P. Rocher (IMCCE)                                                                     

I. Introduction

Nous donnons dans ce document les prédictions du passage de Vénus devant le Soleil du 8 juin 2004. Ces prédictions sont faites à l’aide des théories planétaires VSOP87 élaborées à l’IMCCE Les précisions des positions des planètes intérieures dans ces théories est de l’ordre de 0,005 seconde de degré. L’obtention des coordonnées apparentes des astres nécessitent l’usage de théories de la précession et de la nutation et du temps sidéral. Nous avons utilisé la théorie de la précession de Lieske (1976), la théorie de la nutation de Wahr (1981) et le temps sidéral d’Aoki (1992).

Ces prédictions dépendent également d’un certain nombre de paramètres physiques qui doivent être cohérents entre eux et avec les théories planétaires utilisées.

Comme les théories VSOP87 utilisent la valeur de l’unité astronomique de l’UAI 1976 (a = 149 597 870 km ) nous avons utilisé également les constantes UAI 1976 pour le demi-diamètre équatorial terrestre (R = 6 378,140 km) et pour la valeur de la parallaxe équatoriale horizontale moyenne du Soleil (p0 = 8.794148"= R/a). Nous avons également pris les constantes UAI 1976 pour le demi-diamètre solaire à une unité astronomique (d = 15° 59,63') et pour le demi-diamètre de Vénus (d’=6051.8 km). L’aplatissement terrestre est pris égal à 1/298,257 (IERS 1992). Pour ces calculs, comme pour l’élaboration de nos canons de passages de Mercure et Vénus, nous avons utilisé un formulaire identique à celui des éclipses solaires utilisant les éléments de Bessel.

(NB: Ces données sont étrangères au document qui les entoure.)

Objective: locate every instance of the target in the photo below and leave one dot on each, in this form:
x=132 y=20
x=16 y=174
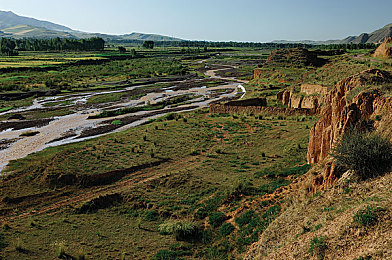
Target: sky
x=214 y=20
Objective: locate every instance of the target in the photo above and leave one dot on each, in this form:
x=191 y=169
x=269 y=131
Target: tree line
x=269 y=45
x=11 y=47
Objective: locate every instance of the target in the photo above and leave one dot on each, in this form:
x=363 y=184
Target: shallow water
x=77 y=122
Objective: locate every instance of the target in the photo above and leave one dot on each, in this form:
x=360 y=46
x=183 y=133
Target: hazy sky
x=214 y=20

Il existe trois types d’information : les circonstances générales du passage, les circonstances géocentriques du passage et enfin les circonstances locales du passage. Dans tous les cas l’échelle de temps utilisée dans les prédictions est le temps universel coordonné (UTC ou UT), l’écart entre le temps terrestre (TT) et le temps universel coordonné (TT–UTC) a été pris égal à 65,184s.

Dans nos tableaux les longitudes géographiques sont toujours comptées positivement vers l’ouest et négativement vers l’est.

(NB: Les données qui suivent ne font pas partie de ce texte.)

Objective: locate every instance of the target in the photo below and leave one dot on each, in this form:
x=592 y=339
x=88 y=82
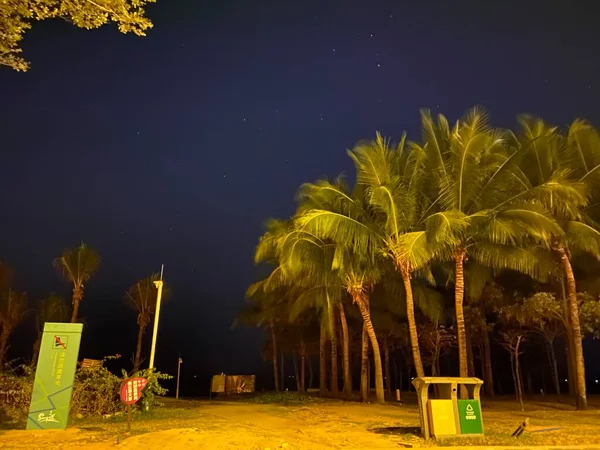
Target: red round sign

II. Les circonstances générales.

On donne les caractéristiques de la conjonction en longitude entre Vénus et le Soleil, c’est l’instant où les longitudes apparentes géocentriques de Vénus et du Soleil sont égales. Les circonstances générales du passage décrivent les contacts de l’ellipsoïde terrestre avec les bords des cônes de pénombre et d’ombre. Chaque contact correspond donc à un lieu particulier et à un instant particulier. Ce lieu de la surface terrestre est le point de tangence entre l’ellipsoïde et le cône d’ombre ou de pénombre au moment du contact. Le maximum du contact correspond à l’instant et au lieu sur Terre, où la distance entre ce lieu et l’axe des cônes est minimale ; ce lieu a Vénus à l’horizon à l’instant considéré. Nous donnons également pour chaque contact le lieu sur Terre qui a Vénus (ou le Soleil) à son zénith, cette direction permet de tracer le cercle de visibilité de Vénus à l’instant considéré.


 


Conjonction le 8 juin 2004 à 8h 43m 4.97s UTC.

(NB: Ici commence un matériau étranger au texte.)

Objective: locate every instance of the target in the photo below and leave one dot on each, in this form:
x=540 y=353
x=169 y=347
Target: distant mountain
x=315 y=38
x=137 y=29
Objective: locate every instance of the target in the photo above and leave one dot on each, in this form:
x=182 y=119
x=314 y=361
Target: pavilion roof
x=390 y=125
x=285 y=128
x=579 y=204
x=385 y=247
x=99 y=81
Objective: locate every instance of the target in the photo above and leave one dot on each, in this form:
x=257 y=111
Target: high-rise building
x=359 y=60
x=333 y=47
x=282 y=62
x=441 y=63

Longitude géocentrique de Vénus

77° 53' 20,783"

Latitude géocentrique de Vénus

-0° 10' 34,42"

Longitude géocentrique du Soleil

77° 53' 20,783"

Latitude géocentrique du Soleil

-0° 0' 0,60"

Parallaxe équatoriale du Soleil

8,66"

Parallaxe équatoriale de Vénus

30,44"

Demi-diamètre vrai du Soleil

15' 45,4"

Demi-diamètre vrai de Vénus

28,88"

Le diamètre apparent de Vénus est le trois centième du diamètre apparent du Soleil.

Phases générales

Phases

Instant en UTC

Position des contacts

Lieu ayant la planète au zénith

Longitude

Latitude

Longitude

Latitude

Premier contact de la pénombre

5h 6m 30,5s

+177° 25,7'

-23° 12,9'

-103° 24,1'

+22° 45,4'

Premier contact de l'ombre

5h 25m 27,4s

-176° 27,6'

-25° 52,1'

- 98° 38,6'

+22° 45,2'

Maximum du passage

8h 19m 44,3s

- 86° 39,9'

-63° 29,9'

- 54° 52,4'

+22° 43,1'

Dernier contact de l'ombre

11h 13m 58,9s

+ 48° 52,7'

-49° 30,5'

- 11° 6,8'

+22° 41,0'

Dernier contact de la pénombre

11h 32m 56,0s

+ 56° 11,2'

-47° 8,5'

- 6° 21,3'

+22° 40,7'

Durées des phases générales

Durée du passage général : 6h 26m 25,45s.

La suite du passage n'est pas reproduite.